Social innovation – a concept that generates much public debate of late – is a very elusive entity. Few people seem to agree what it is. Even fewer know how to measure it. Still fewer can identify with certainty who is responsible for the introduction of social innovations. An international group of researchers from Kent State University and Sweden’s Lulea University of Technology has tried to put the boundaries on this concept and engaged in a careful analysis of the role that social and commercial entrepreneurs play in improving the quality and quantity of life for the members of the society.

 

Entrepreneurs as social innovators

Sergey Anokhin, an Entrepreneurship Professor from Kent State University, who was a part of the group, explains that the economic tradition places the honor of introducing social changes at the feet of entrepreneurs. When entrepreneurs create new products or services, we are told, everybody wins. Quality of life improves, and entrepreneurs themselves – or even their industries – rarely if ever capture all the benefits. The world becomes a better place. When social entrepreneurs take the baton, things look even brighter, because they are never after their own interests in the first place. All they want to do is changing the world for the better, one step at a time.

 

The study

Appealing as these beliefs are, the reality looks markedly different. A careful analysis of the effects that social and commercial entrepreneurs have on social innovation reveals a more nuanced picture. The study was conducted in a sample of all 88 counties in the State of Ohio over a 12-year period. Indeed, social entrepreneurs tend to bring about social innovation, and the quality of life improves as a result of their actions. This includes economic wellbeing, access to healthcare, family life, education, and crime. Commercial entrepreneurs, on the other hand, subtract from rather than add to the quality of life in their regions when looking from the macro level perspective.
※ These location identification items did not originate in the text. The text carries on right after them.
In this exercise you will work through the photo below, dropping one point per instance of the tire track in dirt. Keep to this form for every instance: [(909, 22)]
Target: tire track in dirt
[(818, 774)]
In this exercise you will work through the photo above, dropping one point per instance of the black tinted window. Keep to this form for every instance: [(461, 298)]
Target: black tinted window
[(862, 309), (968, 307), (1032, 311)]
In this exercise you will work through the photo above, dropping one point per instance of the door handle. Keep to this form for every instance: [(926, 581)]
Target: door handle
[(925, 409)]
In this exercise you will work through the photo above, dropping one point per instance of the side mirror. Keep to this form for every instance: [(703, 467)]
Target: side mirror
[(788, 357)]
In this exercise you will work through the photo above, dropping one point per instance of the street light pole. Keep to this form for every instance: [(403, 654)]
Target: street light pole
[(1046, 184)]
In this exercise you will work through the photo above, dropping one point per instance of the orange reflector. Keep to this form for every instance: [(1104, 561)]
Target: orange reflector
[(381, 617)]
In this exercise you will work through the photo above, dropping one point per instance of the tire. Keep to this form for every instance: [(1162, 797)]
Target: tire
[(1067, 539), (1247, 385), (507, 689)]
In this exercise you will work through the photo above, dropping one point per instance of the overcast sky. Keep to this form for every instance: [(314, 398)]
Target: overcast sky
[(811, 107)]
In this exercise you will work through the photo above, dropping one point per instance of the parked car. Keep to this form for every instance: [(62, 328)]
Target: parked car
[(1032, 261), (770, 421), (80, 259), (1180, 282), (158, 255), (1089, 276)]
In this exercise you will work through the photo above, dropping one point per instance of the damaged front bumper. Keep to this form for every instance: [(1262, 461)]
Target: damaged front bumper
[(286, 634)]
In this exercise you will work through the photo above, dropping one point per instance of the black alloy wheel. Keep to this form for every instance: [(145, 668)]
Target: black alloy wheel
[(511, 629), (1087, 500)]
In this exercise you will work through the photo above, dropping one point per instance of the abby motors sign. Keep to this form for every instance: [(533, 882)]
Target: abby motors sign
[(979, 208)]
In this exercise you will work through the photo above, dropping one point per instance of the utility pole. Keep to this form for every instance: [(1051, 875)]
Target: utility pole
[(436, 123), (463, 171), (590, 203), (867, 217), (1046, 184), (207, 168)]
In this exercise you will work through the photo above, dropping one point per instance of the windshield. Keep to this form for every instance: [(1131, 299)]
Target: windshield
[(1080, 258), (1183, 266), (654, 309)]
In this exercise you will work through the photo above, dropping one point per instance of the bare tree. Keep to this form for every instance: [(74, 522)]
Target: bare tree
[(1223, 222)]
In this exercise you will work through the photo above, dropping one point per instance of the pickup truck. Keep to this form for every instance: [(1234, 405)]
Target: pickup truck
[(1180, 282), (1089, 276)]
Both effects manifest stronger in poor areas. Contrary to the classic beliefs, commercial entrepreneurs target their own agenda at the cost to regions where they operate, and poor areas are especially vulnerable. The much-discussed spillover of benefits to the area’s residents simply does not occur when profit-seeking entrepreneurs enter the picture, observes Dr. Anokhin.

 

Why does it happen?

The primary reason for the negative impact of commercially-minded entrepreneurs on social innovation, explains Professor Anokhin, is their preoccupation with deriving the maximum value from their activities followed by providing the best outcome for those immediately affected by the success or failure of their ventures – employees, family members, etc. Social welfare enters their calculations as an afterthought. Even if the organization pursues socially desirable objectives – as is the case with microlending and other activities that greatly rose to prominence lately – the underlying motivation of profit-seeking entrepreneurs is just that – their own bottom line. When they do address social ills, they primarily target the symptoms and not the true causes of the problems they claim to be solving. When the area where they operate is under stress, entrepreneurs have even less leeway in channeling their efforts outside of what matters for their business as such. Raising funds, getting resources, accessing high-quality networks are much harder to accomplish in distressed environments. As a result, entrepreneurs who choose to operate in such regions often overcharge their clients. Poor pay more. While entrepreneurs may occasionally provide solutions to isolated problems, on balance they deprive poor regions they serve of the benefits that the society has come to expect from them.

 

What it all means

In practical terms, suggests Dr. Anokhin, the study results indicate that entrepreneurs are not created equal when it comes to helping the environments where they operate. Only select few – the ones that explicitly put social welfare before their own bottom line – could be the true engines of social innovation. We call them social entrepreneurs. For a region that tries to improve the well-being of its residents, the implications are clear: With the limited resources it has, finding ways to support and promote social entrepreneurs is the best strategy.